A volte, a questa complessa struttura, si aggrega all’esterno la “mandra”, ricovero degli animali tanto da allevamento che transumante. La forte compresenza di agricoltura e pastorizia è certamente uno degli elementi che maggiormente caratterizza e distingue la masseria tipica delle Madonie da quella di altre zone. Per secoli, tra queste montagne, non vi sono stati altri uomini fuorché i pastori, quindi è logico che nella masseria la pastorizia abbia un ruolo di prim’ordine.

In alcuni casi la masseria si aggrega in uno o più cortili ed uno di essi può assumere la forma di giardino delle delizie, che ci rimanda alla forte presenza islamica durante tutto il medioevo nell’interno della Sicilia.

Esistono, poi, strutture espressione di più modesta ricchezza, testimonianza di nuove forme di classi di proprietari, i gabellotti, che sebbene in ritardo rispetto ad altre zone d’Italia e d’Europa, già annunciavano la fine del feudalesimo. Sulle Madonie essi si diffusero parecchio, approfittando del lento declino dei baroni e della spartizione dei loro immensi territori.

foto-5

Le masserie disseminate un po’ ovunque in questo territorio, ci parlano di complessi e contraddittori rapporti tra contadini e pastori, di piramidali relazioni sociali tra i vari responsabili della produzione agricola feudale e di costoro con i proprietari. Ci parlano dei rapporti insondabili tra i nobili detentori della terra e la terra stessa, di cui spesso non comprendevano il reale valore.

Le Madonie, parte integrante di quella ossatura montuosa che attraverso le Caronie giunge alla grande emergenza dell’Etna, non sono semplicemente un territorio da proteggere per le proprie caratteristiche naturali. Esse portano in sé il segno della presenza millenaria dell’uomo, delle sue attività contraddittorie, delle sue battaglie, del suo lavoro.
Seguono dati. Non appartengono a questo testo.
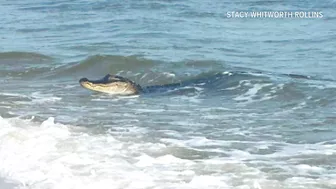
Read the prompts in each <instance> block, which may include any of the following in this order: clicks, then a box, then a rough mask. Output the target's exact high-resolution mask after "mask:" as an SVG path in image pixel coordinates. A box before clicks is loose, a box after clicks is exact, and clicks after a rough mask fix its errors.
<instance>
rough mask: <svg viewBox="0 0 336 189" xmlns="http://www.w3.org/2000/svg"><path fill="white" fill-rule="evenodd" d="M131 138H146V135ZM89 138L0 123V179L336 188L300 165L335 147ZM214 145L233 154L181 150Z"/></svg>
mask: <svg viewBox="0 0 336 189" xmlns="http://www.w3.org/2000/svg"><path fill="white" fill-rule="evenodd" d="M132 132H134V135H141V133H143V130H142V129H140V130H137V129H136V128H134V130H132ZM167 132H168V133H172V132H171V131H167ZM90 133H92V132H90V129H88V128H83V127H78V126H77V127H75V126H70V125H63V124H59V123H55V120H54V118H52V117H51V118H48V119H47V120H45V121H44V122H42V123H36V122H33V121H32V120H22V119H19V118H10V119H4V118H1V117H0V177H2V178H5V179H7V180H10V181H12V182H14V183H15V184H16V185H18V186H19V188H25V189H28V188H29V189H45V188H65V189H82V188H84V189H93V188H101V189H105V188H109V189H111V188H112V189H113V188H118V189H119V188H123V189H124V188H130V189H131V188H132V189H133V188H139V189H140V188H141V189H142V188H156V189H161V188H185V189H191V188H195V189H196V188H210V189H211V188H214V189H215V188H216V189H218V188H228V189H231V188H252V189H259V188H262V189H264V188H277V189H280V188H295V187H294V186H300V187H301V186H302V187H304V188H323V187H329V188H332V187H334V186H335V183H336V182H335V179H332V177H331V176H330V177H329V176H328V175H336V173H335V170H330V169H327V168H323V167H320V166H318V165H311V164H309V163H304V162H301V161H303V160H305V158H304V157H307V156H310V155H313V156H316V155H327V156H330V157H334V156H335V154H336V146H335V145H333V144H322V143H321V144H311V145H300V144H297V145H288V144H285V143H277V142H267V141H263V142H255V141H247V142H246V144H249V146H251V145H252V146H253V145H254V146H255V147H256V148H260V149H265V148H267V147H271V146H274V145H278V146H279V147H281V148H279V151H277V152H274V153H271V154H266V155H261V154H252V153H250V152H247V151H244V150H239V149H232V147H231V144H233V143H239V142H241V143H243V141H239V140H237V141H226V140H225V139H223V140H212V139H208V138H205V137H190V138H189V139H186V140H183V139H182V137H181V139H179V140H172V139H169V140H168V139H167V140H164V139H162V140H161V141H158V142H145V141H139V140H136V141H134V140H120V139H118V138H115V137H113V136H112V135H110V134H90ZM114 134H116V133H114ZM132 135H133V134H132V133H131V134H130V136H132ZM214 145H215V146H226V147H225V149H222V151H223V152H225V153H226V154H227V155H228V156H227V157H226V156H225V157H211V158H201V159H199V158H198V159H197V158H196V159H193V158H191V159H185V158H183V157H182V156H180V155H179V153H181V152H178V151H175V150H174V148H175V147H176V146H178V148H177V149H186V150H187V149H195V150H196V151H197V148H199V147H200V148H199V149H198V151H199V152H200V151H201V149H204V152H206V150H207V148H204V147H209V146H214ZM210 151H211V150H210ZM182 153H191V152H190V151H188V150H187V151H185V152H182ZM184 156H185V155H184ZM300 156H302V158H301V157H300ZM190 157H192V156H191V155H190ZM259 164H260V165H259ZM263 167H264V168H265V167H266V168H271V169H280V170H282V172H280V175H287V177H286V179H285V180H283V179H282V180H281V179H280V180H277V179H272V177H276V172H274V173H272V171H271V172H270V173H268V172H265V171H262V168H263ZM293 176H296V177H293ZM311 176H314V177H318V179H311ZM321 182H322V183H321Z"/></svg>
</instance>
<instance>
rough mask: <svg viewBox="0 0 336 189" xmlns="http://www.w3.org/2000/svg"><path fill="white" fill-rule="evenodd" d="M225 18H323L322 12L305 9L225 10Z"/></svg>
mask: <svg viewBox="0 0 336 189" xmlns="http://www.w3.org/2000/svg"><path fill="white" fill-rule="evenodd" d="M226 17H227V18H323V13H322V12H305V11H294V12H287V11H255V12H254V11H252V12H247V11H230V12H226Z"/></svg>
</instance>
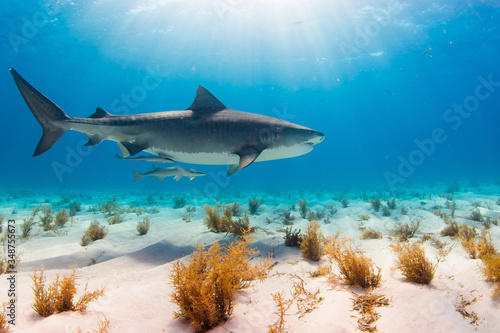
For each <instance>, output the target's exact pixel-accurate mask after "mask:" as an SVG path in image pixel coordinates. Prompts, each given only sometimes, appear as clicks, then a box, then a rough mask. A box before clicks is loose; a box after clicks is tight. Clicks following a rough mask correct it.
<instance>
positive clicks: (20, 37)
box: [6, 1, 61, 53]
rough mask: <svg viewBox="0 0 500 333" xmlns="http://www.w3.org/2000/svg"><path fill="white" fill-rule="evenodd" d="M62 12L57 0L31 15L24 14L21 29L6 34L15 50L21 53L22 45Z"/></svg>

Le masserie sono solo uno tra questi storici segni.

foto-6

L’Ente Parco deve necessariamente tenere conto del fatto che queste montagne sono state profondamente antropizzate nei secoli e dovrà fare in modo che i chiari segni lasciati dall’uomo non diventino vuoti ruderi, ma si fissino concretamente quale memoria collettiva della storia di tutta una regione e possano nel tempo dare sempre nuovi elementi di riflessione a chiunque voglia guardare tra le pieghe della storia.